Notice that audio2 contains a portion of the third phrase in the file. When specifying a duration, the recording might stop mid-phrase—or even mid-word—which can hurt the accuracy of the transcription

In [11]:
#To capture only the second phrase in the file, you could start with an offset of four seconds and record for, say, four seconds.

with harvard as source:
     audio = r.record(source, offset=8, duration=4)

In [12]:
r.recognize_google(audio)

'only a pierced ear'

# Section 2:  Effect of Noise on Speech Recognition

All audio recordings have some degree of noise in them, and un-handled noise can wreck the accuracy of speech recognition apps

In [13]:
# Our given file has for example This file has the phrase “the stale smell of old beer lingers” spoken with a loud jackhammer in the background.
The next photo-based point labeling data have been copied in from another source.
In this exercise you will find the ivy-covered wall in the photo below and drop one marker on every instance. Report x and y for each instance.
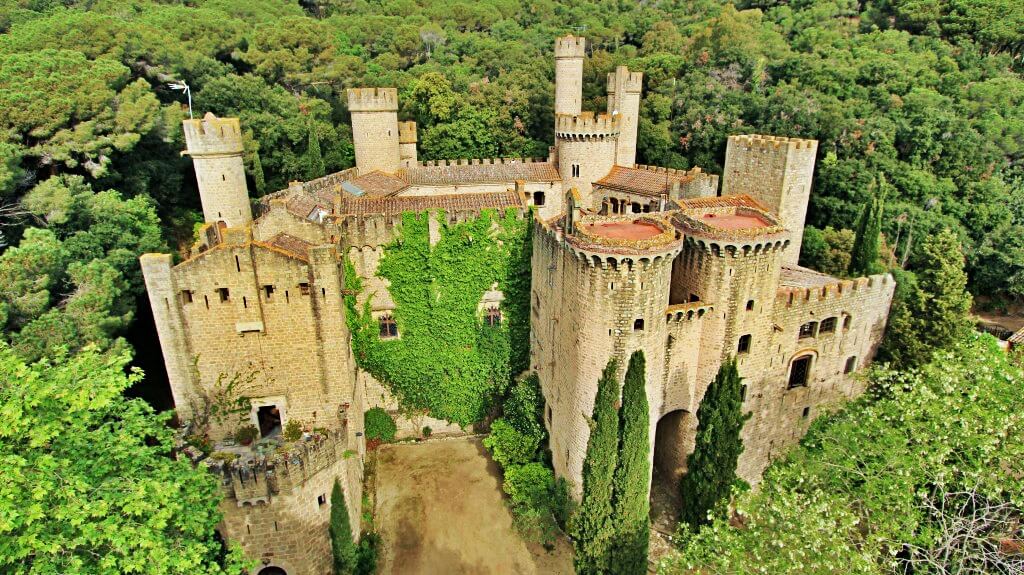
(446, 359)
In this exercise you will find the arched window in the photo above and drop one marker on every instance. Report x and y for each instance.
(493, 317)
(744, 344)
(809, 329)
(800, 371)
(388, 326)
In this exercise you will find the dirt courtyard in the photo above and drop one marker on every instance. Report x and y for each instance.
(438, 510)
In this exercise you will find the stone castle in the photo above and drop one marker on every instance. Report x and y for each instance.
(626, 257)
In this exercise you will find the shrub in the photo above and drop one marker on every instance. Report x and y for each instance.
(293, 431)
(246, 434)
(379, 425)
(510, 447)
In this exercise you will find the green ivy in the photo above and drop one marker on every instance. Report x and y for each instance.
(446, 360)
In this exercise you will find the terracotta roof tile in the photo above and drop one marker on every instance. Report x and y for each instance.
(638, 180)
(452, 203)
(481, 173)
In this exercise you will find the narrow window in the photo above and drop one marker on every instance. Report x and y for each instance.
(800, 371)
(808, 329)
(827, 325)
(494, 317)
(388, 326)
(851, 364)
(744, 344)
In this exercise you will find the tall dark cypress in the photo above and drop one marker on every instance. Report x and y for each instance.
(632, 505)
(592, 527)
(712, 468)
(341, 533)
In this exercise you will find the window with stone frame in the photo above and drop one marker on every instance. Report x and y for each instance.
(744, 344)
(389, 328)
(493, 317)
(809, 329)
(827, 325)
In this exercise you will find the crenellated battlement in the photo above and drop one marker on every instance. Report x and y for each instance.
(775, 142)
(407, 132)
(570, 47)
(631, 82)
(373, 99)
(213, 136)
(790, 297)
(586, 126)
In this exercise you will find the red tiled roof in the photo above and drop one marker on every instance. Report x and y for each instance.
(638, 180)
(481, 173)
(395, 205)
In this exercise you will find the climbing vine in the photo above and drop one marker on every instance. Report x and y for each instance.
(446, 359)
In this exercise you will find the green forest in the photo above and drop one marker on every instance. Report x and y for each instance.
(920, 101)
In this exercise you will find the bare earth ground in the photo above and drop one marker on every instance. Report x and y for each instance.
(438, 509)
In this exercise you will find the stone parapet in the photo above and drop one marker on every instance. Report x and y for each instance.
(373, 99)
(586, 126)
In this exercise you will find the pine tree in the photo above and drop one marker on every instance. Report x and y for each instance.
(632, 505)
(341, 533)
(712, 468)
(258, 176)
(592, 528)
(864, 256)
(313, 158)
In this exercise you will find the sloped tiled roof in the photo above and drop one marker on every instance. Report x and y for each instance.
(395, 205)
(480, 173)
(377, 183)
(638, 180)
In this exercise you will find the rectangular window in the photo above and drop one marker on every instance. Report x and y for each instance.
(827, 325)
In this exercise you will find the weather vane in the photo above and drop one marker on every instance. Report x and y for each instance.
(182, 87)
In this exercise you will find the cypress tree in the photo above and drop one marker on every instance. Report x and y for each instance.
(258, 177)
(632, 505)
(712, 468)
(864, 256)
(592, 527)
(341, 533)
(313, 158)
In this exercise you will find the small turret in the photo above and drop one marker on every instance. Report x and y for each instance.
(375, 129)
(215, 146)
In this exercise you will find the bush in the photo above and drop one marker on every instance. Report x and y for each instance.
(510, 447)
(293, 431)
(379, 425)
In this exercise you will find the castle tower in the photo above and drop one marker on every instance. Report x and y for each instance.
(569, 51)
(597, 295)
(375, 129)
(215, 145)
(776, 172)
(586, 146)
(407, 143)
(624, 101)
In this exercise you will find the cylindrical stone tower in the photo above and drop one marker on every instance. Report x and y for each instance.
(624, 101)
(586, 150)
(569, 51)
(375, 129)
(776, 172)
(215, 146)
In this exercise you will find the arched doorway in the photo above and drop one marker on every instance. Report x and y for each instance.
(674, 441)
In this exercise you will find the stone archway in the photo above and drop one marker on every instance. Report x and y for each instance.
(674, 441)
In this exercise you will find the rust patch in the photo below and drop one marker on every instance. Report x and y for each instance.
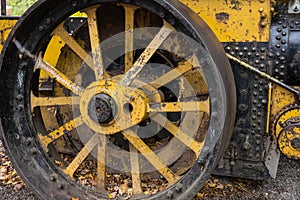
(222, 17)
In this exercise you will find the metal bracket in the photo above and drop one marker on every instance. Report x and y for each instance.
(294, 7)
(266, 76)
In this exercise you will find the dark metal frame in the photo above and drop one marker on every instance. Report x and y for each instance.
(3, 7)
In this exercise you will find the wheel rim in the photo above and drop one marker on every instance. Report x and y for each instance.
(145, 91)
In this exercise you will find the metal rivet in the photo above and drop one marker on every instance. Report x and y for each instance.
(52, 178)
(19, 108)
(170, 194)
(33, 151)
(60, 186)
(179, 187)
(19, 97)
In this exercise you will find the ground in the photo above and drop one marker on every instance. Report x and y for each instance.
(286, 186)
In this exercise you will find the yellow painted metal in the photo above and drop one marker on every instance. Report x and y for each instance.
(157, 41)
(179, 134)
(284, 109)
(58, 76)
(145, 150)
(6, 24)
(129, 26)
(280, 99)
(135, 170)
(101, 163)
(65, 38)
(54, 135)
(81, 156)
(285, 142)
(182, 68)
(197, 106)
(53, 101)
(95, 43)
(124, 97)
(235, 21)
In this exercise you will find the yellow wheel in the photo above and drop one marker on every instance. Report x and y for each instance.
(130, 99)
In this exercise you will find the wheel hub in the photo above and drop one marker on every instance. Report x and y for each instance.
(108, 107)
(102, 108)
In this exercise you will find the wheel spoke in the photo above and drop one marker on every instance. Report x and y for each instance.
(147, 54)
(176, 132)
(53, 101)
(95, 43)
(145, 150)
(101, 169)
(182, 68)
(58, 76)
(135, 170)
(200, 106)
(54, 135)
(81, 156)
(73, 44)
(129, 26)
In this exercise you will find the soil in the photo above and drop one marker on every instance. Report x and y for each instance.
(285, 186)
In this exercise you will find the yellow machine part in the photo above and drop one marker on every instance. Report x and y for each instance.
(285, 115)
(6, 24)
(235, 21)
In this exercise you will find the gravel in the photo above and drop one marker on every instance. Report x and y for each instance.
(286, 186)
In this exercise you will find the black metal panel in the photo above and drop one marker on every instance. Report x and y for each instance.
(285, 45)
(246, 151)
(3, 7)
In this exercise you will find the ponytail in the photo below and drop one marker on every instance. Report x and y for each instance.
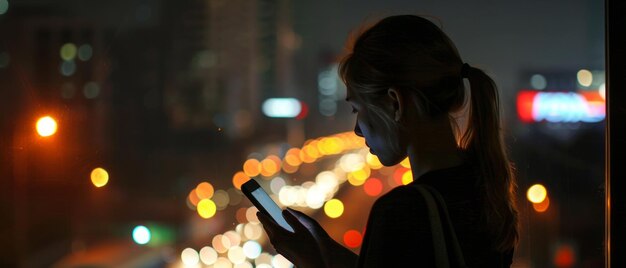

jackhammer = sr.AudioFile('jackhammer.wav')
with jackhammer as source:
     audio = r.record(source)


In [14]:
r.recognize_google(audio)

'the stale smell of beer drinkers'

### Dealing with noise

In [15]:
with jackhammer as source:
    r.adjust_for_ambient_noise(source)
    audio = r.record(source)

In [16]:
r.recognize_google(audio)

'still smell with your fingers'

Perhaps not perfect yet

In [17]:
with jackhammer as source:
    r.adjust_for_ambient_noise(source, duration=0.5)
    audio = r.record(source)

In [18]:
r.recognize_google(audio)

'the stale smell of your wrinkles'

Not goo enough yet. Let's see all options 

In [19]:
r.recognize_google(audio, show_all=True)

{'alternative': [{'transcript': 'the stale smell of your wrinkles',
   'confidence': 0.68223208},
  {'transcript': 'the stale smell of your fingers'},
  {'transcript': 'the steel smell your fingers'},
  {'transcript': 'the stale smell your fingers'},
  {'transcript': 'the stale smell for wrinkles'}],
 'final': True}

recognize_google() returns a dictionary with the key 'alternative' that points to a list of possible transcripts. The structure of this response may vary from API to API and is mainly useful for debugging.